Leveraging SPC at Arkose Labs
At Arkose Labs, when we’re defending a client against online abuse, we routinely use this technique with great success on datasets with over a million features. When a hostile agent makes their presence known to us by starting an attack, we can rapidly identify something that is an obvious unusual feature in some of their traffic. Attackers will try to hide their presence by using a variety of fake appearances for their traffic, so not all of the attacker’s traffic may have the unusual feature we detected. However, that one feature is enough to allow SPC to identify the 500-2000 features that are most powerful in discriminating between attacker traffic and normal traffic.

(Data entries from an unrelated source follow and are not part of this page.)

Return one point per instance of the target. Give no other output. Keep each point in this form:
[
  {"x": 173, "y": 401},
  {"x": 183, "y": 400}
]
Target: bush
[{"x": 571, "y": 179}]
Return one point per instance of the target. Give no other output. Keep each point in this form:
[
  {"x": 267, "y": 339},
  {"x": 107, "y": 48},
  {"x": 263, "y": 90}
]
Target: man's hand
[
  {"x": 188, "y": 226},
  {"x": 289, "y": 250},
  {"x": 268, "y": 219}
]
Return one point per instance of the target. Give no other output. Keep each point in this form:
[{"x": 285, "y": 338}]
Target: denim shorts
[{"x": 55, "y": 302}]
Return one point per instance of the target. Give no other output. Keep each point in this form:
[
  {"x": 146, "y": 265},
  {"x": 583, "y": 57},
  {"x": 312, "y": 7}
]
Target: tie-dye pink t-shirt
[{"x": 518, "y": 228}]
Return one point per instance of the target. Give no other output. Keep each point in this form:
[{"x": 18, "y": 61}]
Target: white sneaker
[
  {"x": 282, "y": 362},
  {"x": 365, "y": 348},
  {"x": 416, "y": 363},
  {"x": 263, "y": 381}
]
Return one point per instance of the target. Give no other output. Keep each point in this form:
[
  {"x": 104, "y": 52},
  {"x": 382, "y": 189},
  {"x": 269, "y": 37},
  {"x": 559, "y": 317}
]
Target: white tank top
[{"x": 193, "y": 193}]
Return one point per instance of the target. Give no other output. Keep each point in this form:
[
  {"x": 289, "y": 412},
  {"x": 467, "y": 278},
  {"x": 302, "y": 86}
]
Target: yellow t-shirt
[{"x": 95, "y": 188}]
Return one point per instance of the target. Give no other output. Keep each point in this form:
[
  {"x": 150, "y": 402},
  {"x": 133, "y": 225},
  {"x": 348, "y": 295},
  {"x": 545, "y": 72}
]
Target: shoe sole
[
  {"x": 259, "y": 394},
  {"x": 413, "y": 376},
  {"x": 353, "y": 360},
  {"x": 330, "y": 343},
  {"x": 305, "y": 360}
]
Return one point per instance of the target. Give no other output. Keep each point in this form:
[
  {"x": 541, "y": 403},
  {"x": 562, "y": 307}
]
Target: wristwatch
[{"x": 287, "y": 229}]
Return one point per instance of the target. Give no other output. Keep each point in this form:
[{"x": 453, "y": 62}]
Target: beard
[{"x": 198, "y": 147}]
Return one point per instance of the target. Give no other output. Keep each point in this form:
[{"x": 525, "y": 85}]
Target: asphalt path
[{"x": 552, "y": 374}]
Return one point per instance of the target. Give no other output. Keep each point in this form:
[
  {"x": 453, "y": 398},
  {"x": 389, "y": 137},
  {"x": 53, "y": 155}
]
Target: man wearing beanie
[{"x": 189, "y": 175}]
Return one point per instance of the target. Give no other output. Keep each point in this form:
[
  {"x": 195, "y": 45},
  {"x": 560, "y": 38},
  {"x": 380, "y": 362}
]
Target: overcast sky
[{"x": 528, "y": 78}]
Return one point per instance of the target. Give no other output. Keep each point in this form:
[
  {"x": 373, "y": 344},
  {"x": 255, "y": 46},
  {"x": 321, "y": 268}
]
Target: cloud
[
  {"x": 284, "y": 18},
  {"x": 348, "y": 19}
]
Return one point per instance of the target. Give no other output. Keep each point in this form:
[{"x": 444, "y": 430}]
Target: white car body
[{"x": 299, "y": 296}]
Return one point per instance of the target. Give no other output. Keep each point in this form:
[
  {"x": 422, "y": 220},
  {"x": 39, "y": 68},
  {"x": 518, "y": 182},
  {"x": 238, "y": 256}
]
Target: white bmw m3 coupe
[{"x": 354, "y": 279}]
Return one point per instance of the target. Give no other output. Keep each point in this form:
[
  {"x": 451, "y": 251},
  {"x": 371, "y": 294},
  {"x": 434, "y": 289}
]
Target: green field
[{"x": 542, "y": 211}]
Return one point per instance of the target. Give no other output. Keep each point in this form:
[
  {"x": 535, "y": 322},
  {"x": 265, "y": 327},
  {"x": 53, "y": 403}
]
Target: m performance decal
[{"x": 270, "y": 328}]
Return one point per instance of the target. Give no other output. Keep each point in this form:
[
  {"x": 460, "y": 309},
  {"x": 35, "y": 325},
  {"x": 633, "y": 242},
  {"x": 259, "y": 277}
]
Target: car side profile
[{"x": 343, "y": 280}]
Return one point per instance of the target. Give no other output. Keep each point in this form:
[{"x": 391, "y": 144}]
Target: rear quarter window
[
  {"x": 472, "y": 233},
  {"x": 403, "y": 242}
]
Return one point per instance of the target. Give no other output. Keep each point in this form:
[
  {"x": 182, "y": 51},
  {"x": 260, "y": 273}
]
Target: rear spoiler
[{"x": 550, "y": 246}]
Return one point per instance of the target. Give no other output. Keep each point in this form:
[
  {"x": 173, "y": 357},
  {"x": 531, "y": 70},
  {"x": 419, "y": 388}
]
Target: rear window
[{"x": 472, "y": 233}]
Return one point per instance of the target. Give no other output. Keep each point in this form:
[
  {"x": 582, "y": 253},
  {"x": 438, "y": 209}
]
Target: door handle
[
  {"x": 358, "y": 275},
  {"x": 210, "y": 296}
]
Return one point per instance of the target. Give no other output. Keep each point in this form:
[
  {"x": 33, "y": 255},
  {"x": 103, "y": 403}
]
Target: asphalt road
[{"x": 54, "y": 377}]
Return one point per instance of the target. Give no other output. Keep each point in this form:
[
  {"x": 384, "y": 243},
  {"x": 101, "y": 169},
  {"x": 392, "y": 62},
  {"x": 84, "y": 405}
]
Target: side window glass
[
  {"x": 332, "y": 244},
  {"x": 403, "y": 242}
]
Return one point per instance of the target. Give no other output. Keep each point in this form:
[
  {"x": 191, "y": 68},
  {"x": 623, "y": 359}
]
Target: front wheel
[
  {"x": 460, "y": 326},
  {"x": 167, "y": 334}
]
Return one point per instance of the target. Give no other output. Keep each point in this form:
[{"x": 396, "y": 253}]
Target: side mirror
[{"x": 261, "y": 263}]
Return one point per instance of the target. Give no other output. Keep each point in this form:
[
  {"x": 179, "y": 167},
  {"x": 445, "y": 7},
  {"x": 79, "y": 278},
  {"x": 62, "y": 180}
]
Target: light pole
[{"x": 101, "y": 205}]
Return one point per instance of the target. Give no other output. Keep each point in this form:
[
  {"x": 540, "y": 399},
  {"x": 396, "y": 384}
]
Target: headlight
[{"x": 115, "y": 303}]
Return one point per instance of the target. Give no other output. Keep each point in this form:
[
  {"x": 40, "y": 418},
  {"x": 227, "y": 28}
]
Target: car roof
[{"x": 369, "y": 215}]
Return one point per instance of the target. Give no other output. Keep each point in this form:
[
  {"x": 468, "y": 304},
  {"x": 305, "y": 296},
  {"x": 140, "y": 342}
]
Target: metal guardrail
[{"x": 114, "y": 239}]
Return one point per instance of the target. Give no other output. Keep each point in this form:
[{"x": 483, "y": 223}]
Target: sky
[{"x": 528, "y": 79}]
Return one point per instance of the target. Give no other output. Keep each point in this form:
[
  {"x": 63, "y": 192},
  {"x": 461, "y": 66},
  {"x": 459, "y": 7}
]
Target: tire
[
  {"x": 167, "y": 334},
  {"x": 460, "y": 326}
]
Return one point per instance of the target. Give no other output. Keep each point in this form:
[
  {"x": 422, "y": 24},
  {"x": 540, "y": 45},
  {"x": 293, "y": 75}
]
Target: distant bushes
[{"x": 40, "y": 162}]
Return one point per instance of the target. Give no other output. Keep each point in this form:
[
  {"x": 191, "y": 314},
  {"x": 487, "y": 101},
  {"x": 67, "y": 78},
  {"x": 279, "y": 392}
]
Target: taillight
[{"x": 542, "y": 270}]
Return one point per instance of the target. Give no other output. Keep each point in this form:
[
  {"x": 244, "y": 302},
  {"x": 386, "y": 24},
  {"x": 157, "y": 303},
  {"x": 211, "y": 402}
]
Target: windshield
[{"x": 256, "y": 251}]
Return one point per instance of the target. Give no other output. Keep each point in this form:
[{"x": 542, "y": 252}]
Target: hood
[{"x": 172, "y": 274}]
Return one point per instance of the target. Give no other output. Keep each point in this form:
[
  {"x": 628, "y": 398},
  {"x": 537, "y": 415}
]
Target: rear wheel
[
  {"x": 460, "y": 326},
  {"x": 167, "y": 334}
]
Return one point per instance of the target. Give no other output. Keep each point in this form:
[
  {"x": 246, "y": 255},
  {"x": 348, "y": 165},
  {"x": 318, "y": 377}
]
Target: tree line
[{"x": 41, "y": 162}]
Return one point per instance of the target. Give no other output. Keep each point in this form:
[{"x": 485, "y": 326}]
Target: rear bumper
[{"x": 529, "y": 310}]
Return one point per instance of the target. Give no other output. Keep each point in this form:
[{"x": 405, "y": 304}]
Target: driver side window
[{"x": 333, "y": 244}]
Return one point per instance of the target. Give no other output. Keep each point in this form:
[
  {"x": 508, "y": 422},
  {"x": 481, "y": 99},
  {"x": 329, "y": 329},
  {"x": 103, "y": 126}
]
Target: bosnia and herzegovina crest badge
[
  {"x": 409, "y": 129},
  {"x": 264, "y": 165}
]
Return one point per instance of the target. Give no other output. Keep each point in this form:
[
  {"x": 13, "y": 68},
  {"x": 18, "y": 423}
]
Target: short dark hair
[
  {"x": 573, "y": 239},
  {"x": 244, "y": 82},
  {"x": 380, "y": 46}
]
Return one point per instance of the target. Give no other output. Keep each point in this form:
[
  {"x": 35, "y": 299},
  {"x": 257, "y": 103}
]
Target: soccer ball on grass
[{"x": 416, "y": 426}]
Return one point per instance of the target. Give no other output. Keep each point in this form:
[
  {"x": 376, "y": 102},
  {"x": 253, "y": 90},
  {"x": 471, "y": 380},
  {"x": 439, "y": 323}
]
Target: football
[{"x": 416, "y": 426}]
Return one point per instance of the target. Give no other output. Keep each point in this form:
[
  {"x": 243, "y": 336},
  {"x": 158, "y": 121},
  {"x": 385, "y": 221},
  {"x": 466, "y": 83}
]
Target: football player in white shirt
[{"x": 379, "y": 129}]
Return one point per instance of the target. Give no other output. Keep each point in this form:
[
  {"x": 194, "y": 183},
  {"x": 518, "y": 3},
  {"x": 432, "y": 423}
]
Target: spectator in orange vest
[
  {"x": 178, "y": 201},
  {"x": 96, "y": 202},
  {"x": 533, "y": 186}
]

When we embed all of the traffic into the low-dimensional Euclidean space created by SPC, this tends to create two clusters: the normal traffic and the attacker traffic. The attacker cluster is typically a mixture of two types of traffic: traffic we know for sure to be hostile, and suspicious traffic. This suspicious traffic shares many features with the hostile traffic and also looks different from the bulk of the normal traffic being validated by the Arkose Labs platform. This newly identified suspicious traffic is then treated appropriately.
Supervised Principal Components is not a particularly well-known technique, particularly when you compare it to something like Gradient Boosted Trees or Convolutional Neural Networks. That said, at Arkose Labs we have found it to be an extremely powerful technique both for extracting insights from data, as well as for improving the contrast of a manifold to maximize the performance of our machine learning algorithms.